What personal information do we need to hold?

• Your past and current medical and dental condition; personal details such as your age, address, telephone number and your general medical practitioner
• We may need to request details of your NHS number and entitlement to healthcare treatment
• Radiographs, clinical photographs, ultrasound imaging and study models
• Information about the treatment that we have provided or propose and its cost
• Notes of conversations or incidents that might occur for which a record needs to be kept
• Records of consent to treatment
• Any correspondence relating to you with other health care professionals, for example in the hospital or community services.

Why do we hold this information?

We need to keep accurate personal data about patients in order to provide you with safe and appropriate dental care.

Retaining information

We are required to retain your medical records, ultrasound imaging, X- rays and study models while you are a patient of this practice and after you cease to be a patient, for at least eleven years or until age 25, whichever is the longer.

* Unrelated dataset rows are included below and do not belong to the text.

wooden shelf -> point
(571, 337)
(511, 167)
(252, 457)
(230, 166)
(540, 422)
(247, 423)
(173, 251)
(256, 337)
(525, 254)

Your information is held in the practice’s computer system. The information is only accessible to authorised personnel. Personal information will not be removed from this practice without the patients authorised consent. Your personal information is carefully protected by the staff at this practice. All access to information is held securely and can only be accessed by regularly changed passwords. Data is encrypted and computer terminals are closed if unattended.

We may need to disclose your information

In order to provide proper and safe dental care to:
• Your general medical practitioner
• The hospital or community dental services
• Other health professionals caring for you
• Private dental schemes of which you are a member.

Disclosure will take place on a ‘need-to-know’ basis, so that only those individuals/organisations who need to know in order to provide care to you (whose personnel are covered by strict confidentiality rules) will be given the information. Only information that the recipient needs to know will be disclosed.

In very limited circumstances or when required by law or a court order, personal data may have to be disclosed to a third party not connected with your health care. In all other situations, disclosure that is not covered by this Code of Practice will only occur when we have your specific consent. Where possible you will be informed of these requests for disclosure.